After the singing voice of a siren (mythical creature) calls out to her, Elsa wonders if being the Queen of Arendelle is what she is meant to be forever or if there is more in the world to discover. Her conflict is touching and relatable, especially when she emotionally sings “Show Yourself” while remembering her mother. 

“Show Yourself” contains incredibly stunning graphic effects while Elsa travels deep into a mysterious river, and the song is moving and powerful. This was the part of the movie where I cried, especially when Elsa started getting teary eyed herself. 

In contrast from lyrics such as “the past is in the past” and “you’ll never see me cry” in “Let it Go”, Elsa remembers and embraces the past in Frozen II. She faces all of her memories, the good and the bad, and lets herself cry about her lost parents and all that she has been through. 

Anna, Elsa, Kristoff, Sven and Olaf all end up in a forest where the Northuldra tribe lives; it was enemies with the Kingdom of Arendelle. Some of the people of the tribe, Honeymaren, Ryder and King Mattias, bond with the main characters. The creators of Frozen II abruptly introduced new characters, but they did not outshine or have more screen time than any of the original ones. 

Throughout the movie, Kristoff plans a marriage proposal to Anna, but struggles because Anna is more concerned with keeping Elsa safe. I enjoyed seeing a new side of Anna’s personality. She is less concerned with romantic love because her mind is occupied with her sister. Elsa is the only family she has left, and she does not want to lose her. 
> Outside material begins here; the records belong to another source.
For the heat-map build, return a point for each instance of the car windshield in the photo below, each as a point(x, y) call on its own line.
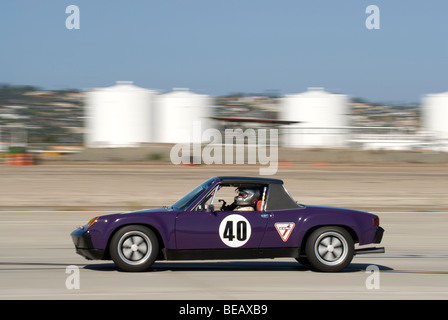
point(187, 200)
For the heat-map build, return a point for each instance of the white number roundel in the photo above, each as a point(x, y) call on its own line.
point(234, 230)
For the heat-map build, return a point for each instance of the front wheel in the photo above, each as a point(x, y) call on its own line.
point(134, 248)
point(329, 249)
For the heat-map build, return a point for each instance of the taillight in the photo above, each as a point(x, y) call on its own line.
point(376, 221)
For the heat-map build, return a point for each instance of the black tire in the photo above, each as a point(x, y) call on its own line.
point(329, 249)
point(134, 248)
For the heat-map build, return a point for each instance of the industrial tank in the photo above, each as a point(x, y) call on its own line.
point(323, 117)
point(181, 116)
point(435, 114)
point(119, 116)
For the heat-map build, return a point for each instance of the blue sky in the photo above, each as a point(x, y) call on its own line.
point(219, 47)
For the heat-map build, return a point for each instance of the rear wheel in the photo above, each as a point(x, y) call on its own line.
point(134, 248)
point(329, 249)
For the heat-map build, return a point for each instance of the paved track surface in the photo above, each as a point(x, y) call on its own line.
point(35, 247)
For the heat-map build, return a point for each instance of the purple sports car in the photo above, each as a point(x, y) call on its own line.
point(231, 218)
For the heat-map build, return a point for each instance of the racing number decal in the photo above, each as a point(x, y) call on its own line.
point(234, 230)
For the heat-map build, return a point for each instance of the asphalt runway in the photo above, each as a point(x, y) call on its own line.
point(41, 205)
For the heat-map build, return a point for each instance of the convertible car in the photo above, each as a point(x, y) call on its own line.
point(231, 218)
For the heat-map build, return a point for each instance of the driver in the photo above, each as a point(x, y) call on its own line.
point(245, 200)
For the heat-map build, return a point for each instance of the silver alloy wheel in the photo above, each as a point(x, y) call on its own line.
point(331, 248)
point(134, 247)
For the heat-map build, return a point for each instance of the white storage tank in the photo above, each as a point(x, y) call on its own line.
point(119, 116)
point(323, 117)
point(182, 116)
point(435, 114)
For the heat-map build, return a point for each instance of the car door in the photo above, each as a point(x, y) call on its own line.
point(203, 228)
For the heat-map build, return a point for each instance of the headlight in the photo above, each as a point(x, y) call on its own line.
point(92, 221)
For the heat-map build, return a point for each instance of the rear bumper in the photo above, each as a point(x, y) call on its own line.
point(83, 244)
point(378, 235)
Suddenly, Elsa freezes into an ice statue and her powers are gone so, in effect, Olaf vanishes into thin air. This added an extremely dramatic and pivotal moment to the movie, but it was somewhat confusing to have two main characters “die” and then come back to life, only shortly later. 

Anna is shattered when Elsa goes off behind her back to find the voice of the siren, traveling deep into the river. She cries while singing a quiet and solemn song called “The Next Right Thing.” I was surprised to hear Anna sing this song because of how much it contrasts with her songs in the original movie; it is a sad song, but I like how it shows even the happiest people can feel so absolutely defeated sometimes.
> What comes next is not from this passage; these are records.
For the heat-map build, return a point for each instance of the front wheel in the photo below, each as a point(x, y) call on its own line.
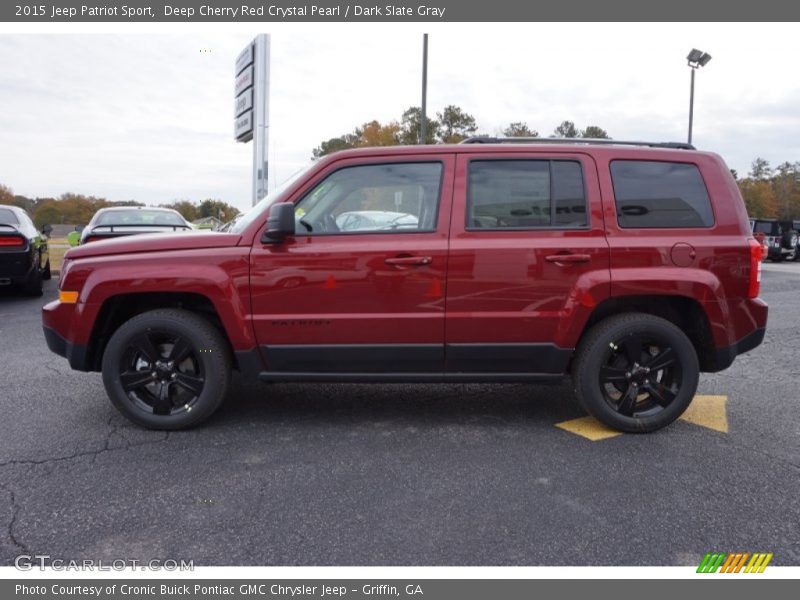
point(635, 372)
point(167, 369)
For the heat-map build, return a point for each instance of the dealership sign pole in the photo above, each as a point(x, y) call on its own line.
point(251, 108)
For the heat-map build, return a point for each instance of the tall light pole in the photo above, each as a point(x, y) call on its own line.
point(423, 123)
point(695, 59)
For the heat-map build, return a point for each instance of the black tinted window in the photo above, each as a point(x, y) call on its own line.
point(660, 194)
point(8, 217)
point(768, 227)
point(522, 194)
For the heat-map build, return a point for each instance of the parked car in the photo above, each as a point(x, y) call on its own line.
point(120, 221)
point(630, 267)
point(24, 255)
point(780, 238)
point(793, 227)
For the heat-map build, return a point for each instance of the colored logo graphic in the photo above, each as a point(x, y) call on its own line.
point(735, 562)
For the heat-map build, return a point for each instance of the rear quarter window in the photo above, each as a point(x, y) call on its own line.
point(659, 194)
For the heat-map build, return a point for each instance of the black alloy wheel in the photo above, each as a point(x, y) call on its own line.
point(167, 369)
point(161, 374)
point(635, 372)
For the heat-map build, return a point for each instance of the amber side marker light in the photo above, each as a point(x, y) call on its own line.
point(68, 297)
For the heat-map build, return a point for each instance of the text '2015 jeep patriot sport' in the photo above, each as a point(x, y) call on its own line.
point(630, 266)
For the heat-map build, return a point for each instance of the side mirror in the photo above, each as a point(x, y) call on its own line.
point(279, 224)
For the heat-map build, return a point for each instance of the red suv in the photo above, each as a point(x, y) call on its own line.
point(629, 266)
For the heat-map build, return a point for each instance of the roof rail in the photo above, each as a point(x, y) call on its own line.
point(603, 141)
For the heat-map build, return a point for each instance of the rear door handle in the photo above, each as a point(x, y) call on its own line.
point(567, 258)
point(409, 261)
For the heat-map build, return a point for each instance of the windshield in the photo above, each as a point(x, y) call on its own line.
point(245, 219)
point(139, 217)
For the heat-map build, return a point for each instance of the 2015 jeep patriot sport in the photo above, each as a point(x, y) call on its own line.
point(629, 266)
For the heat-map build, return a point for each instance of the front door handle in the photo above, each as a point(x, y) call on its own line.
point(568, 258)
point(409, 261)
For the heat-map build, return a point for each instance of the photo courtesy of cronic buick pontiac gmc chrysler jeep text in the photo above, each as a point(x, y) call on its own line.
point(630, 267)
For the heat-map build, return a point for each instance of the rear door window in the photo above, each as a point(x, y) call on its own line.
point(658, 194)
point(525, 194)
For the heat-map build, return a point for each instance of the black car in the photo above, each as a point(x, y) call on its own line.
point(24, 256)
point(131, 220)
point(781, 240)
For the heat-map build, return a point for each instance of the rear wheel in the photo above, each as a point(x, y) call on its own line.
point(635, 372)
point(167, 369)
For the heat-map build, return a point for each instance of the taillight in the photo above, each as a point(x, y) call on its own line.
point(12, 241)
point(755, 269)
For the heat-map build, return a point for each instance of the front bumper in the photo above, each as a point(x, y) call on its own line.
point(76, 354)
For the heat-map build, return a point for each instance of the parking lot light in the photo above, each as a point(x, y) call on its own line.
point(695, 59)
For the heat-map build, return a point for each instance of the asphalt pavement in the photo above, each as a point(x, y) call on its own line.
point(302, 474)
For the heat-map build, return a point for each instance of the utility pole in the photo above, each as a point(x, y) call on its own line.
point(423, 125)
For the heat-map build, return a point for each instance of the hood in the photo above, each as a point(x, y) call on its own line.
point(155, 242)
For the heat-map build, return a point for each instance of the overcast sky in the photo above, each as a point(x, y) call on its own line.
point(149, 116)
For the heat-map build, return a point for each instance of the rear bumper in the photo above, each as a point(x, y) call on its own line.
point(75, 354)
point(725, 356)
point(752, 322)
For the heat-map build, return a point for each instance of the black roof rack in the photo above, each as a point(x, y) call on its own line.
point(603, 141)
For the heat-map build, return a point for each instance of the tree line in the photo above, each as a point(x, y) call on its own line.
point(771, 192)
point(450, 126)
point(78, 209)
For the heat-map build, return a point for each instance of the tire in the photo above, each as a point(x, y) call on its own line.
point(167, 369)
point(635, 352)
point(33, 287)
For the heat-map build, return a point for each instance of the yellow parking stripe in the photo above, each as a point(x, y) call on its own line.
point(706, 411)
point(589, 428)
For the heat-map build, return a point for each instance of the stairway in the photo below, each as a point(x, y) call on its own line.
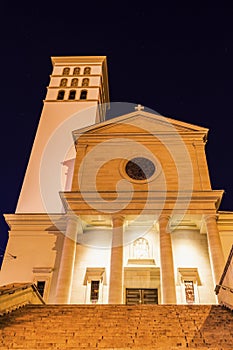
point(119, 327)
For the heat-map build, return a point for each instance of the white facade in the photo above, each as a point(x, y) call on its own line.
point(63, 236)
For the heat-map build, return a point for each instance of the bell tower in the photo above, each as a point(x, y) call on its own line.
point(77, 97)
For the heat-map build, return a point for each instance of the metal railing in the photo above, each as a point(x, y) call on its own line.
point(13, 297)
point(223, 290)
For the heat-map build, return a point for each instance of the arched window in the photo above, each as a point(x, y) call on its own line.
point(60, 95)
point(63, 82)
point(76, 71)
point(87, 70)
point(66, 71)
point(72, 95)
point(74, 82)
point(141, 249)
point(83, 95)
point(85, 82)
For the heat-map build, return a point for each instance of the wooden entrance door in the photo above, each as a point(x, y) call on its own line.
point(141, 296)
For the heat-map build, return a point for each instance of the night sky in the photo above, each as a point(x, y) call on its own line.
point(174, 57)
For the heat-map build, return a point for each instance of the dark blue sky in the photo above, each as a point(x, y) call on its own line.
point(175, 57)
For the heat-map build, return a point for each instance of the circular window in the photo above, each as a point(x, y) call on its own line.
point(140, 168)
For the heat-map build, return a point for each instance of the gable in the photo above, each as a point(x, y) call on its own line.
point(141, 123)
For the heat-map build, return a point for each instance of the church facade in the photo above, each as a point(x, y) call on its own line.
point(117, 211)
After the people of the Northuldra tribe and the Kingdom of Arendelle mend their relationship, it is revealed Queen Iduna was part of the Northuldra tribe and saved Anna and Elsa’s father before they got married. This gives a greatly unexpected plot twist to the movie that catches the audience off guard at the perfect time. 

After Anna destroys the dam that had separated the Northudtra tribe and Arendelle, Elsa and Olaf come back to life, but the conclusion of Frozen II does not leave all viewers satisfied. Anna becomes the new Queen of Arendelle while Elsa chooses to stay with the Northuldra people and becomes their Queen. Some viewers question why Elsa and Anna are separated in the end. I would’ve prefered an ending where Anna and Elsa invited the Northudra people into the Kingdom of Arendelle or to combine the two worlds completely. 

Nevertheless, Frozen II is a spectacular movie and better than Frozen because of its heightened quality and the emotional journey that you go through with each character you are already familiar with. Everyone is likely to find the inner conflicts of at least one character relatable. Frozen II is unquestionably worth watching, and you will definitely not be let down.